People quit their jobs. This is nothing new. But the way they go about it is changing. Recently, employees are engaging in a practice that has been coined as “quiet quitting.” This is concerning for employers. As recruiters we’ve seen the stories and have spoken to employers about it.
On the surface, it sounds like a new way for people to exit an organization. But the real meaning behind this trend is quite different. Below, we’ll talk about the rise of quiet quitting and how to know if an employee is doing it in your place of work:
What is quiet quitting?
Quiet quitting is not actually about quitting. Rather, it’s a term that refers to how people approach their jobs. It’s a way of managing burnout and maintaining good mental health.
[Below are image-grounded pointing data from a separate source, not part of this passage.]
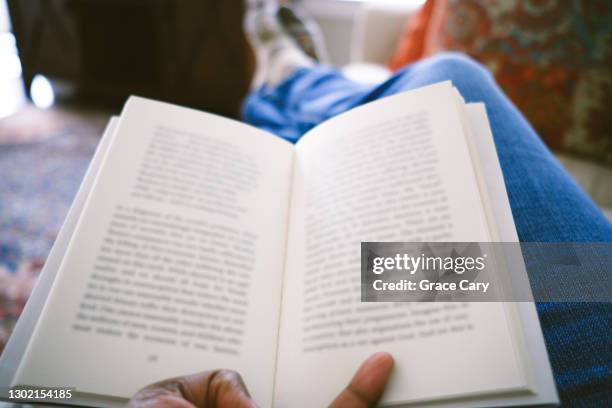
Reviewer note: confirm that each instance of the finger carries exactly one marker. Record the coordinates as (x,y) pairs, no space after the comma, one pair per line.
(368,383)
(226,389)
(210,389)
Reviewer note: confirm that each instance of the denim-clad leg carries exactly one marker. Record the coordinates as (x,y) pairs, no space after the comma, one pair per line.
(547,205)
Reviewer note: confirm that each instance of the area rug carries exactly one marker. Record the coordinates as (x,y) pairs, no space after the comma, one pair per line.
(43,157)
What people are actually quitting when they refer to quiet quitting is going above and beyond for the employer. They are no longer willing to work extra hours for nothing. They are not willing to take on additional responsibilities without being compensated for their efforts. It’s about being fairly compensated. It’s similar to other types of workplace initiatives of the past such as work to rule.
People don’t actually want to quit. They still want to work, but they don’t want work to consume them. They want to leave their work at the office when they go home for the day.
6 signs an employee is quiet quitting
Here are some of the top signs an employee is engaging in quiet quitting:
- Employees doing the bare minimum
- People clocking out exactly at 5 pm
- Employees are no longer willing to work overtime hours
- Employees are not willing to perform tasks or take on responsibilities that are not included in their job descriptions
- People only doing tasks as specifically described in their contracts
- People are no longer willing to hustle, grind it out, or go above and beyond
While these are the main signs of quiet quitting, it doesn’t necessarily mean people are deliberately doing less. Rather, they are doing what they are getting paid for based on their job description. They are no longer willing to do more for the chance to get promoted or recognized. They want the compensation to reflect what they are doing now – in real-time.